What is the Taylor series expansion of #f(x) = 1/x^2# at a=1?

1 Answer
Jun 20, 2015

The Taylor series expansion, in general, is written as:

#sum_(n=0)^(oo) f^n(a)/(n!)(x-a)^n#

So, we will have to take #n# derivatives of #1/x^2#. #n = 3# is the bare minimum in my opinion if you want to see a significant chunk of a pattern, but let's just stop at #n = 4#; this derivative isn't too bad, I guess. You just get pretty large numbers past #n = 4#.

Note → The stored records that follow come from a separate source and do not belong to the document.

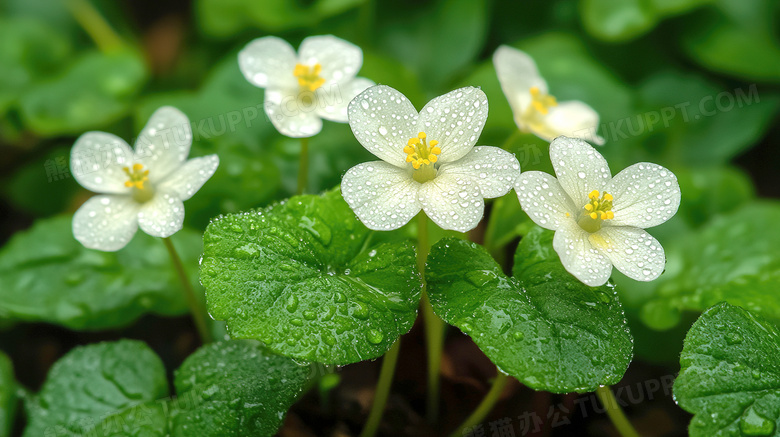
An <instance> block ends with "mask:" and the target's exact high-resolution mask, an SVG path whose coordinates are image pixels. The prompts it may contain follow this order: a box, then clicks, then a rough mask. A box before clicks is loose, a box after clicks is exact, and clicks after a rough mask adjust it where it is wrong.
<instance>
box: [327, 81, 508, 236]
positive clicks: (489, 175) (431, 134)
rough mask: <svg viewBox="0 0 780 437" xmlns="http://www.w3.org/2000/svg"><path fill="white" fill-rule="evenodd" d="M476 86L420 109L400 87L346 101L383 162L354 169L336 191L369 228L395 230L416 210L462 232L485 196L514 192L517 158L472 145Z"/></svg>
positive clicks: (435, 219) (503, 150) (355, 121)
mask: <svg viewBox="0 0 780 437" xmlns="http://www.w3.org/2000/svg"><path fill="white" fill-rule="evenodd" d="M487 114H488V102H487V97H486V96H485V93H484V92H482V91H481V90H480V89H478V88H472V87H466V88H461V89H457V90H455V91H452V92H450V93H448V94H445V95H443V96H440V97H437V98H435V99H433V100H431V101H430V102H428V104H427V105H425V107H424V108H423V109H422V111H420V113H419V114H418V113H417V111H416V110H415V109H414V106H413V105H412V104H411V102H409V100H408V99H407V98H406V96H404V95H403V94H401V93H400V92H398V91H396V90H394V89H393V88H390V87H388V86H384V85H377V86H374V87H371V88H369V89H367V90H366V91H364V92H363V93H362V94H360V95H358V96H357V97H356V98H355V99H354V100H353V101H352V103H350V105H349V125H350V127H352V132H353V133H354V134H355V137H356V138H357V139H358V141H360V143H361V144H362V145H363V147H365V148H366V149H367V150H368V151H369V152H371V153H373V154H374V155H376V156H377V157H378V158H380V159H382V161H373V162H367V163H364V164H360V165H357V166H355V167H352V168H351V169H350V170H349V171H348V172H347V173H346V174H345V175H344V179H343V181H342V183H341V192H342V194H343V196H344V199H345V200H346V201H347V203H348V204H349V206H350V207H351V208H352V210H353V211H355V214H357V216H358V218H360V220H361V221H362V222H363V223H364V224H365V225H366V226H367V227H369V228H371V229H375V230H391V229H397V228H400V227H401V226H403V225H404V224H406V223H407V222H409V220H410V219H411V218H412V217H414V216H415V215H416V214H417V213H418V212H420V209H422V210H423V211H425V214H427V215H428V217H430V218H431V220H433V221H434V222H435V223H436V224H437V225H439V226H440V227H442V228H444V229H453V230H456V231H461V232H465V231H468V230H470V229H473V228H474V227H475V226H476V225H477V223H479V221H480V220H481V219H482V215H483V213H484V200H483V199H484V198H486V197H487V198H490V197H499V196H502V195H504V194H506V193H507V192H509V190H511V189H512V187H513V185H514V182H515V179H516V178H517V176H518V175H519V173H520V165H519V164H518V162H517V159H516V158H515V157H514V155H512V154H511V153H509V152H506V151H504V150H501V149H499V148H497V147H487V146H480V147H474V144H475V143H476V142H477V139H478V138H479V135H480V133H481V132H482V128H483V127H484V126H485V120H487Z"/></svg>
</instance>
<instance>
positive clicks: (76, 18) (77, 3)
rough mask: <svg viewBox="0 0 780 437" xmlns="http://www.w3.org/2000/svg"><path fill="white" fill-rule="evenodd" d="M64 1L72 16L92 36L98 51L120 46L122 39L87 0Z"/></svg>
mask: <svg viewBox="0 0 780 437" xmlns="http://www.w3.org/2000/svg"><path fill="white" fill-rule="evenodd" d="M65 3H66V5H67V6H68V9H70V13H71V14H72V15H73V18H75V19H76V21H77V22H78V23H79V25H80V26H81V27H82V29H84V31H85V32H87V34H88V35H89V37H90V38H92V40H93V41H94V42H95V45H97V46H98V48H99V49H100V51H102V52H103V53H107V52H111V51H114V50H116V49H117V48H119V47H121V46H122V39H121V38H120V37H119V35H117V34H116V32H114V29H112V28H111V25H109V24H108V22H107V21H106V20H105V18H103V16H102V15H100V12H98V10H97V9H95V7H94V6H92V4H91V3H90V2H89V0H67V1H66V2H65Z"/></svg>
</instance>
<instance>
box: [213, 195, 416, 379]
mask: <svg viewBox="0 0 780 437" xmlns="http://www.w3.org/2000/svg"><path fill="white" fill-rule="evenodd" d="M372 235H373V232H371V231H369V230H368V229H367V228H366V227H365V226H363V224H362V223H360V222H359V221H358V220H357V219H356V218H355V215H354V213H353V212H352V210H350V209H349V207H348V206H347V204H346V202H344V200H343V199H342V198H341V194H340V191H339V190H338V189H336V190H333V191H330V192H327V193H325V194H324V195H322V196H312V195H308V196H297V197H293V198H292V199H290V200H288V201H286V202H284V203H281V204H278V205H274V206H271V207H269V208H267V209H265V210H262V211H250V212H247V213H243V214H236V215H228V216H225V217H221V218H218V219H216V220H214V221H213V222H212V223H211V224H210V225H209V227H208V228H207V229H206V233H205V234H204V236H203V242H204V251H205V254H204V256H203V262H202V264H201V281H202V283H203V285H204V286H205V287H206V299H207V302H208V306H209V313H210V314H211V315H212V316H213V317H214V318H215V319H217V320H226V321H227V324H228V331H229V332H230V334H231V336H232V337H233V338H253V339H258V340H260V341H262V342H263V343H265V344H266V345H267V346H268V347H269V348H270V349H271V350H273V351H274V352H276V353H279V354H281V355H285V356H289V357H293V358H297V359H302V360H310V361H317V362H320V363H327V364H349V363H354V362H358V361H362V360H367V359H371V358H376V357H379V356H381V355H382V354H384V353H385V352H386V351H387V350H388V349H390V346H392V344H393V343H394V342H395V341H396V340H397V339H398V337H399V336H400V335H402V334H404V333H406V332H407V331H409V329H411V327H412V324H413V323H414V320H415V318H416V316H417V306H418V303H419V299H420V290H421V288H422V284H421V281H420V277H419V274H418V273H417V271H416V269H415V252H414V249H413V248H412V247H411V245H410V244H409V243H407V242H403V243H372V242H371V236H372Z"/></svg>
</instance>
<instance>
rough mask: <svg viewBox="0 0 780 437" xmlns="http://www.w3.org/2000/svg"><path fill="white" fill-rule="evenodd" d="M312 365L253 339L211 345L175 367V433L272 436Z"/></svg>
mask: <svg viewBox="0 0 780 437" xmlns="http://www.w3.org/2000/svg"><path fill="white" fill-rule="evenodd" d="M310 372H311V368H310V367H309V366H302V365H299V364H297V363H295V361H293V360H291V359H289V358H286V357H281V356H279V355H274V354H272V353H269V352H268V351H266V350H264V349H263V348H261V347H260V346H259V345H258V344H257V343H256V342H253V341H230V342H221V343H215V344H210V345H207V346H204V347H202V348H201V349H199V350H198V351H197V352H195V353H194V354H192V356H190V357H189V358H187V360H186V361H184V364H182V366H181V367H180V368H179V370H177V371H176V392H177V395H178V399H179V401H178V407H179V409H178V410H177V411H176V414H175V416H174V418H173V420H172V429H171V431H172V435H173V436H175V437H224V436H244V435H251V436H258V437H263V436H268V437H270V436H273V435H274V434H275V433H276V430H277V429H278V428H279V426H280V425H281V424H282V421H283V420H284V415H285V413H286V412H287V410H288V409H289V408H290V407H291V406H292V404H293V403H294V402H295V401H296V400H297V399H298V397H299V396H300V395H301V393H303V390H304V388H305V387H306V385H307V383H308V379H309V374H310Z"/></svg>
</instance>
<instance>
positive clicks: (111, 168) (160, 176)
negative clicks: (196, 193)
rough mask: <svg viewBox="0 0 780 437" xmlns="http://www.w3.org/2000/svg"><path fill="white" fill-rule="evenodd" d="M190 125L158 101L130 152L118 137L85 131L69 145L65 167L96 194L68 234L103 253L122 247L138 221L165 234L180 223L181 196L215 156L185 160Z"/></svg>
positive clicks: (145, 228) (201, 174)
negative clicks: (71, 229)
mask: <svg viewBox="0 0 780 437" xmlns="http://www.w3.org/2000/svg"><path fill="white" fill-rule="evenodd" d="M191 144H192V127H191V126H190V122H189V120H188V119H187V116H186V115H184V114H183V113H181V111H179V110H178V109H176V108H172V107H170V106H164V107H162V108H160V109H158V110H157V111H155V113H154V114H152V117H151V118H150V119H149V122H148V123H147V124H146V126H145V127H144V129H143V130H142V131H141V134H140V135H139V137H138V140H137V141H136V145H135V154H134V153H133V151H132V150H131V149H130V146H129V145H128V144H127V143H126V142H125V141H124V140H122V139H121V138H119V137H117V136H115V135H112V134H109V133H105V132H87V133H85V134H84V135H82V136H81V137H79V139H78V140H76V144H74V145H73V150H71V161H70V165H71V172H72V173H73V177H74V178H75V179H76V181H77V182H78V183H79V184H81V186H83V187H84V188H86V189H88V190H90V191H94V192H96V193H100V194H99V195H97V196H94V197H92V198H91V199H89V200H87V201H86V202H85V203H84V205H82V206H81V208H79V210H78V211H76V214H75V215H74V216H73V235H74V236H75V237H76V239H77V240H78V241H80V242H81V244H83V245H84V246H86V247H88V248H90V249H98V250H103V251H107V252H111V251H116V250H119V249H121V248H123V247H124V246H125V245H126V244H127V243H128V242H129V241H130V240H131V239H132V238H133V235H135V231H136V230H137V229H138V227H139V226H140V227H141V229H142V230H143V231H144V232H146V233H147V234H149V235H152V236H155V237H169V236H171V235H173V234H174V233H176V232H177V231H179V230H180V229H181V228H182V223H183V222H184V204H183V203H182V202H183V201H185V200H187V199H189V198H190V197H192V196H193V195H194V194H195V193H196V192H197V191H198V190H199V189H200V187H201V186H203V184H204V183H205V182H206V181H207V180H208V179H209V178H210V177H211V176H212V175H213V174H214V172H215V171H216V170H217V166H218V165H219V157H217V155H209V156H204V157H201V158H194V159H190V160H187V155H189V153H190V145H191Z"/></svg>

#f^0(x) = color(blue)(f(x)) = x^-2 color(blue)(= 1/x^2)#

#color(blue)(f'(x)) = -2x^-3 color(blue)(= -2/x^3)#

#color(blue)(f''(x)) = 6x^-4 color(blue)(= 6/x^4)#

#color(blue)(f'''(x)) = -24x^-5 color(blue)(= -24/x^5)#

#color(blue)(f''''(x)) = 120x^-6 = color(blue)(120/x^6)#

Now, let's plug them in. Just remember:

  • #x -> a#, except for the term #(x-a)^n#, which remains as #(x-a)^n#.
  • #n# does vary from #0# to your choice of #n#. We chose #n_(end) = 4#.
  • #a# is a constant we choose. We chose #a = 1# for simplicity, and because it's close to #x = 0# (if we let #x->a# as #a -> 0#, then #x->0#, and our Taylor series becomes more accurate, usually). #a# does not vary.

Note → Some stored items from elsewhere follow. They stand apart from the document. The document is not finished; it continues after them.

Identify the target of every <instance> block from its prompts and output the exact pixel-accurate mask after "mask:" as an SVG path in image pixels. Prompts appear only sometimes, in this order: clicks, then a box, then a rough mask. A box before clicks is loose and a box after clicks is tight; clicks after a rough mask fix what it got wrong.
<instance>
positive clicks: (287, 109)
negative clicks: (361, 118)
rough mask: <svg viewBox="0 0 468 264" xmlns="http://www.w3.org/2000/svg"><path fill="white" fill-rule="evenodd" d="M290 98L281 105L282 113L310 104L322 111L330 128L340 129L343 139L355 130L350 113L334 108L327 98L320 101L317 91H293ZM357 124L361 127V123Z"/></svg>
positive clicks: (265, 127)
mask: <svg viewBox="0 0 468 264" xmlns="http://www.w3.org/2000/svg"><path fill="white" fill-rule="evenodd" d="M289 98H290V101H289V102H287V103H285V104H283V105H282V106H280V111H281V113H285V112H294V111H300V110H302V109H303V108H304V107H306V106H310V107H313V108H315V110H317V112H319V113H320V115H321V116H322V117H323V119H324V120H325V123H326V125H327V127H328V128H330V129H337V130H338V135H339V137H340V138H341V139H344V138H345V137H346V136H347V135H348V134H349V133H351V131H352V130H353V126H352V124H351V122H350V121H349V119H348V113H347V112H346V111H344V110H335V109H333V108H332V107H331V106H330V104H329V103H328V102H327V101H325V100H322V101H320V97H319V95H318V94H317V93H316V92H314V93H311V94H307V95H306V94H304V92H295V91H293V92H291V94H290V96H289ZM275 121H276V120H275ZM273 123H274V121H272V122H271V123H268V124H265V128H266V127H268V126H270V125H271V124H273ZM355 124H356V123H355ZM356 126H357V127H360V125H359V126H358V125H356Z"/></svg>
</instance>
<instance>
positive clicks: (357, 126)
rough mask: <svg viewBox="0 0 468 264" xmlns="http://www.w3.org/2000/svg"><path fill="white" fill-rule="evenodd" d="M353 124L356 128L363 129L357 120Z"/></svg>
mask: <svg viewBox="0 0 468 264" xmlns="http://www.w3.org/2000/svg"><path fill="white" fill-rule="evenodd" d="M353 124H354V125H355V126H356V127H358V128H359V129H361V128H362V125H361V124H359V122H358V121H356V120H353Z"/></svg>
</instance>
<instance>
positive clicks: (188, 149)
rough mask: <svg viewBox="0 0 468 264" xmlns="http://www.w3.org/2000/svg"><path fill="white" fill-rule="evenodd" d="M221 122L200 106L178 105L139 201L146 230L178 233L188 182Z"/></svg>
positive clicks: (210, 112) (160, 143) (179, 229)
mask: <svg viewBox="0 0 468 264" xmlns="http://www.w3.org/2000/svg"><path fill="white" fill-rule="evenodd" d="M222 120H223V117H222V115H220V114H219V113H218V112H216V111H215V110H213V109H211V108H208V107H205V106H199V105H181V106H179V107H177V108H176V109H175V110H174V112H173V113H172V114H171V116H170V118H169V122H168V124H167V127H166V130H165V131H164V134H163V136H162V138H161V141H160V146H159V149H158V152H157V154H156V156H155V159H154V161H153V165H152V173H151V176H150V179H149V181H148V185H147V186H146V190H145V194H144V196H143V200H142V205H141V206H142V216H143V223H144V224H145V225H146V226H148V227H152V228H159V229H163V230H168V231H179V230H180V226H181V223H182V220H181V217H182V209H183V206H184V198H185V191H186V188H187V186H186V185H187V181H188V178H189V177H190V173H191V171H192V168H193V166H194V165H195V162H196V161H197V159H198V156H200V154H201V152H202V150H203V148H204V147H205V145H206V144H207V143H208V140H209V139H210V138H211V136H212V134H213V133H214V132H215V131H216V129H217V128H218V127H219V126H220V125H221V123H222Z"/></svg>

Generally, the sum is written out to be:
#= f^0(1)/(0!)(x-1)^0 + (f'(1))/(1!)(x-1)^1 + (f''(1))/(2!)(x-1)^2 + (f'''(1))/(3!)(x-1)^3 + (f''''(1))/(4!)(x-1)^4 + ...#

Now plug in your newly-acquired derivatives:
#= (1/(1^2))/(1!)(1) + (-2/1^3)/(1!)(x-1) + (6/1^4)/(2!)(x-1)^2 + (-24/1^5)/(3!)(x-1)^3 + (120/1^6)/(4!)(x-1)^4 + ...#

Simplify:
#= 1 + (-2)(x-1) + (6)/(2)(x-1)^2 + (-24)/(6)(x-1)^3 + (120)/(24)(x-1)^4 + ...#

And simplify some more:
#= color(blue)(1 - 2(x-1) + 3(x-1)^2 - 4(x-1)^3 + 5(x-1)^4 + ...)#